Desejamos assim, modalizar entre idealizações de documentos oficiais que se pretendem a uma generalidade – pois se dirigem às escolas em todos os contextos do país, daí o aparecimento de idealizações como parâmetros a ser alcançados por todos – e o “mundo real” (BOGDAN; BIKLEN 1992 p. 216).

Em uma visão qualitativa, percebemos que nem todos os padrões que se apresentam são leis, nem mesmo todos os que são estabelecidos pelos documentos oficiais, e, portanto, os tais são adaptáveis.

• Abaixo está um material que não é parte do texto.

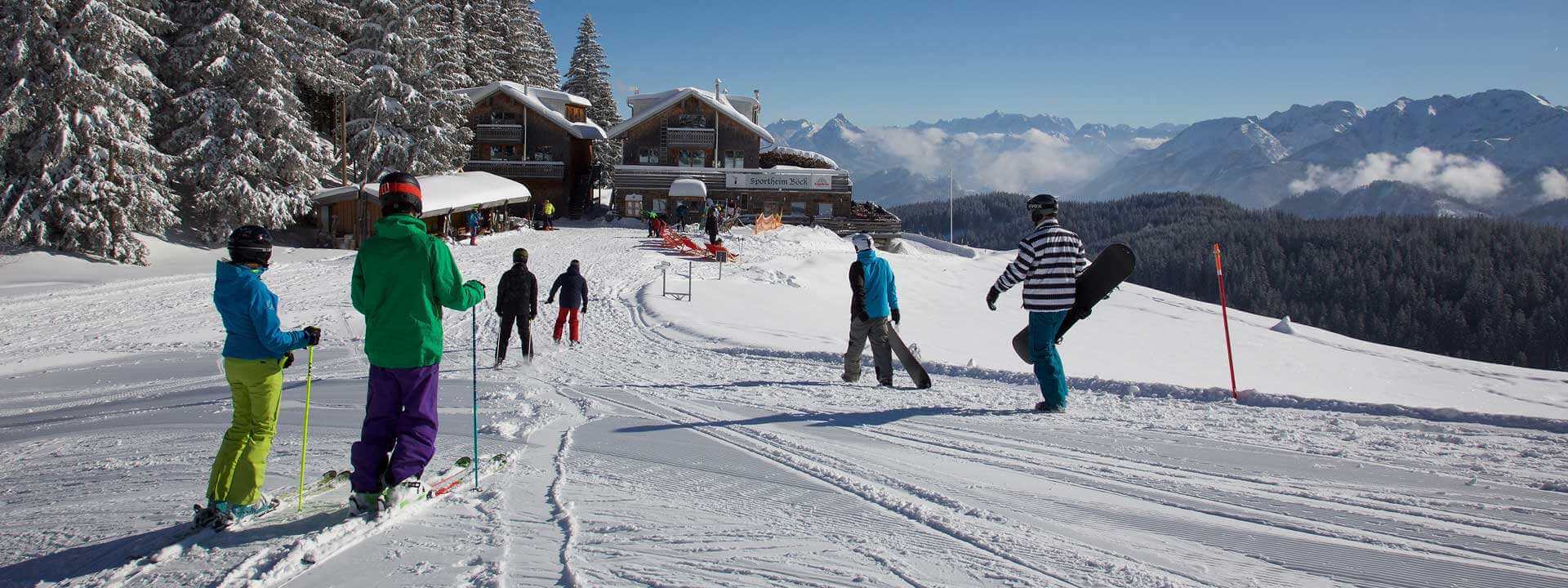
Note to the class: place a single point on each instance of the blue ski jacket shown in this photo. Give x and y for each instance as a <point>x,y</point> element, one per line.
<point>882,292</point>
<point>250,315</point>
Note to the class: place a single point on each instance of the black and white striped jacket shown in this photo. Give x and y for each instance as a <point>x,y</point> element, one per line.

Por outro lado, o “mundo real” também pode ser mudado, como apontam os autores:

[...] muitos professores tomam o “mundo real” como algo dado e inalterável, como que existindo quase acima da influência deles. Muitos veem suas situações como inegociáveis. Neste framework, as pessoas não sentem que participam ativamente na molduragem e criação do significado. A realidade é construída por pessoas enquanto vão vivendo suas vidas diárias. As pessoas podem ser ativas em emoldurar e mudar o “mundo real”. Elas podem mudar e afetar outras. Professores e seus estudantes definem o mundo real juntos enquanto interagem cada dia em suas salas de aula. Enquanto o que é possível é negociado dentro das limitações de coisas como hierarquia escolar, disponibilidade de recursos e compreensões culturais de senso comum, [a maneira] como professores e estudantes definem um ao outro e como são os ambientes educacionais se torna transacional31(BOGDAN; BIKLEN, 1992, p. 216).

Além dessa perspectiva de mudança da realidade, o olhar qualitativo pode auxiliar- nos, enquanto professor de ILE que tem contato direto com aprendizes, a ser mais efetivo e a incorporar a prática qualitativa no currículo e no fazer dos aprendizes (id.).